Vietnam takes 'step backwards' on rights
Convictions and corruption earn black marks from HRW
Asia Desk, Bangkok International
February 1, 2013
Rights in Vietnam took “another step backwards in 2012,” Human Rights Watch said Friday in what was among the most damning country assessments in its new annual report.
At least 40 activists were convicted and sentenced to lengthy prison terms, including Christian bloggers, amid an “unprecedented surge in criticisms of the ruling Communist Party” as the economy stagnated and visible corruption grew last year.
Human Rights Watch (HRW) noted that religious freedom deteriorated with the passing of Decree 92 in November, which increased red tape for religious groups.
Vietnam’s rights record has come under intense scrutiny this week.
On Monday, 22 people faced trial for subversion in central Phu Yen province, the largest trial of its kind in recent years, and on Wednesday Vietnam expelled American activist Nguyen Quoc Quan after nine months in prison on similar charges.
HRW also pointed to ongoing violent land disputes in which farmers and villagers typically end up on the losing side of disputes with rich tycoons and government officials.
“Vietnam’s donors and those interested in the country’s development have for too long been doling out huge sums of aid and making large investments without using their leverage to insist on an end to repression,” said Brad Adams, Asia director at HRW.
Vietnam drew unfavorable comparisons to Myanmar, which has initiated a series of political and economic reforms in the past two years even though its rights record too “remained poor,” said the New York-based organization.
“At a time when its ASEAN colleague Burma is undergoing significant change, the Vietnamese government stands out for its retrograde policies, persecuting activists and holding back the country’s development,” the report said.
Although not as far-reaching and rapid as the reforms underway in Myanmar, Vietnam is undergoing a process of mild political and economic reforms this year as it redrafts its constitution, including sections on human rights.
On January 1, the government started a three-month period of consultation with the public on proposed amendments – a process critics say is too short, overly controlled and little more than a token gesture to appease an increasingly critical press and public.
Le Quang Binh, director of the Hanoi-based Institute for Studies of Society, Economy and Environment, a group that promotes minority rights and has organized dialogue with the government on the amendment process, said Vietnam needed to enshrine human rights in the constitution and do more in practice to protect its citizens.

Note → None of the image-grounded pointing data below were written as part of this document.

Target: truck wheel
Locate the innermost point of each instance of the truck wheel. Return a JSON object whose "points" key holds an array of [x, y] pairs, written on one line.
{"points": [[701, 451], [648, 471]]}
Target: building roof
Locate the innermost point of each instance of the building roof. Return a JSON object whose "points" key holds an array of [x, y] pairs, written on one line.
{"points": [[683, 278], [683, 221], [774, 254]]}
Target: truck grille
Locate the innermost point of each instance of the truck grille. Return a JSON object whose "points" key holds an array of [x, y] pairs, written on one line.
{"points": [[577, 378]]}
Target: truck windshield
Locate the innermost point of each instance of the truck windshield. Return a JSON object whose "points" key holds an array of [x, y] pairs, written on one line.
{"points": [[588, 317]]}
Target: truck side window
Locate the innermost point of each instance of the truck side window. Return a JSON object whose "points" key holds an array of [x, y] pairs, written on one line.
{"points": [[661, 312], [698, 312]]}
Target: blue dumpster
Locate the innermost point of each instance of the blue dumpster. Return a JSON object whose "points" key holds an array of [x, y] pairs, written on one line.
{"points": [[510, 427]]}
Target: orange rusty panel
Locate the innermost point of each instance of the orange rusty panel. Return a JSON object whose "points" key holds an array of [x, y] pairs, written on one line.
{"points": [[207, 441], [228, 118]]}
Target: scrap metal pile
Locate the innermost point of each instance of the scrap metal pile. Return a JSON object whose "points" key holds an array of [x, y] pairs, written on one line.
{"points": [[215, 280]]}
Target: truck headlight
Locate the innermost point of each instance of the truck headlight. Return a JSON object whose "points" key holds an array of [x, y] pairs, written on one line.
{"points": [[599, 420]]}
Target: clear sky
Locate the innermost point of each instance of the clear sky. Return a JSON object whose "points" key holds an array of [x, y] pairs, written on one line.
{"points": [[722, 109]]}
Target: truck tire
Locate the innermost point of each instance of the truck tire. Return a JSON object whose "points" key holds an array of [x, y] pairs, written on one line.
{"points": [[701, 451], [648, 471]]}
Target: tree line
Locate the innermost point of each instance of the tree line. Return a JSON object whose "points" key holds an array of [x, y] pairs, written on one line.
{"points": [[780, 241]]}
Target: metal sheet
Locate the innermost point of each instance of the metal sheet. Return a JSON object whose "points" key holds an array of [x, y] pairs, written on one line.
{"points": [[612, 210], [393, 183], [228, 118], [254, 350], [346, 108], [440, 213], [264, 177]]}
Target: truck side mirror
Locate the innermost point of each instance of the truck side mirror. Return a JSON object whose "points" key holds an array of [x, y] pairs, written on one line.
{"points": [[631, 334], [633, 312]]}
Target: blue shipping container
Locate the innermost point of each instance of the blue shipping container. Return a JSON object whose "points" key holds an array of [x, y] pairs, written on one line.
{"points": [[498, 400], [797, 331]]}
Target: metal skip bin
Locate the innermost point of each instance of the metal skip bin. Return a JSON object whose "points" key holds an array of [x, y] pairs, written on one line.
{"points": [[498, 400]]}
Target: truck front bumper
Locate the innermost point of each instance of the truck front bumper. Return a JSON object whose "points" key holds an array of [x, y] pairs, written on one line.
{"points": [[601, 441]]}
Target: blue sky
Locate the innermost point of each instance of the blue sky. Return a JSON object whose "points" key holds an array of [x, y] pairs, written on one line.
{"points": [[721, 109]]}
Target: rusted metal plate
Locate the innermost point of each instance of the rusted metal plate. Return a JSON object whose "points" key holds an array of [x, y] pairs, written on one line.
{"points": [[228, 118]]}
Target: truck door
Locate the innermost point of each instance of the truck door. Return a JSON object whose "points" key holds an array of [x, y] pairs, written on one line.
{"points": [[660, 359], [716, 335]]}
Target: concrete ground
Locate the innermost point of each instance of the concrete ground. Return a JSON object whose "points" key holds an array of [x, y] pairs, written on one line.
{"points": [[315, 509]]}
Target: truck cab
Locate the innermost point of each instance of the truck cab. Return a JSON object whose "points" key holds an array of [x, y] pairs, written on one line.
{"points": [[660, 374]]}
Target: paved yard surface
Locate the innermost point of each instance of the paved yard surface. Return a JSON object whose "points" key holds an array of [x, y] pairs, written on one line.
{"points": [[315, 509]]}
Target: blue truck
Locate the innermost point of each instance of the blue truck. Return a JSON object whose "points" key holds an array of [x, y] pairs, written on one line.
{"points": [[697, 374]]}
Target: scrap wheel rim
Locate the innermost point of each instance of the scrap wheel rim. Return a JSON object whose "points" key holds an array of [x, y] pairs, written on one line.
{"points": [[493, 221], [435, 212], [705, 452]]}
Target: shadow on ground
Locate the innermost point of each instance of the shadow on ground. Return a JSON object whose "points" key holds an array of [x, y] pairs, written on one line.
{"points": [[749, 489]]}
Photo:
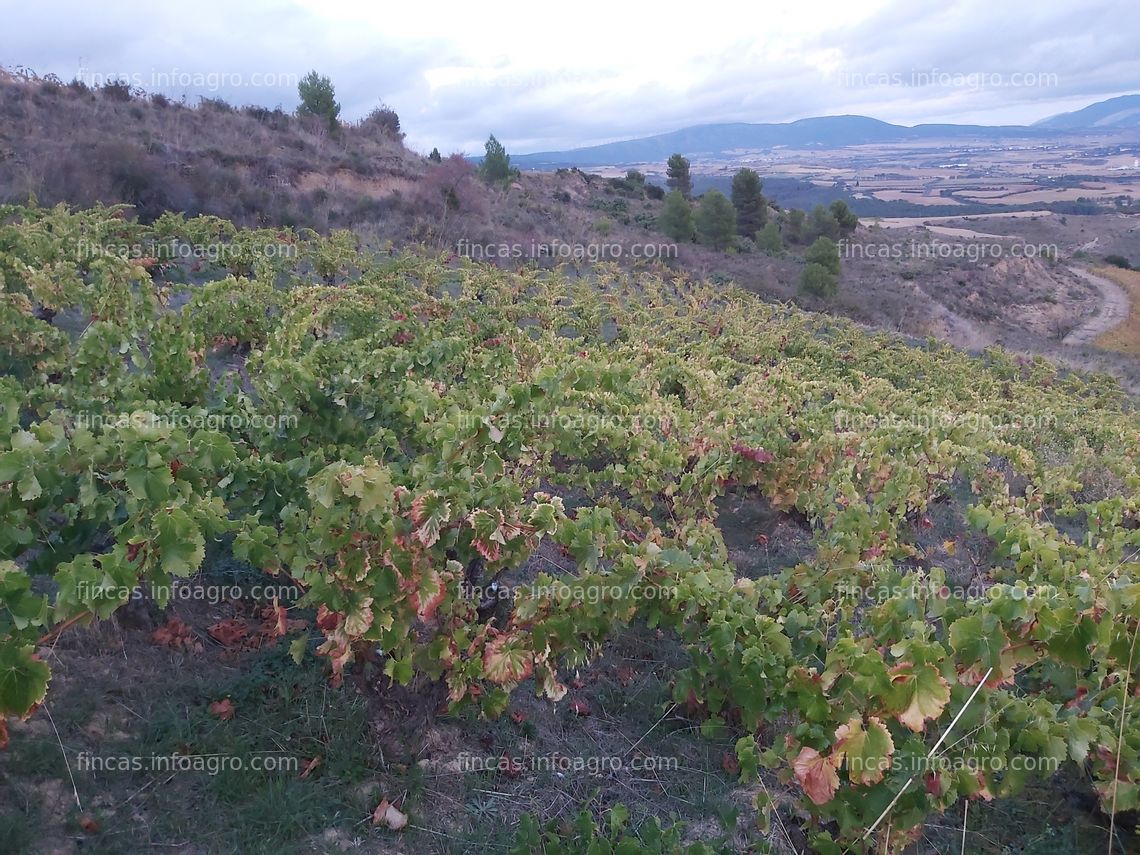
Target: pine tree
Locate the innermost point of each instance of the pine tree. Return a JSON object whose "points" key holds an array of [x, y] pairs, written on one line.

“As in other countries, of course, there will be violations of human rights,” he said. “But will there be any independent mechanism to protect human rights?”
Among the region’s other worst rights abusers, little changed last year in North Korea following Kim Jong-un’s succession of his father at the end of 2011 where the situation remained “dire,” said HRW.
Indonesia, which was also covered in the report, attracted criticism for what HRW called a rising climate of religious intolerance and discriminatory bylaws at national and local levels, which have made freedom expression difficult for religious minorities.
“Indonesia’s growing regional prominence is being held back by the government’s failure to confront intolerance of the country’s diverse political and religious views,” said Phelim Kine, HRW’s deputy Asia director.
“To join the ranks of rights-respecting countries, the Indonesian government needs to act to protect the rights of all its citizens.”
In China, the report pointed to the autocratic succession of the country’s leaders in November when Xi Jinping was anointed as the new president as evidence of the country’s lack of democratic progress despite dramatic economic gains.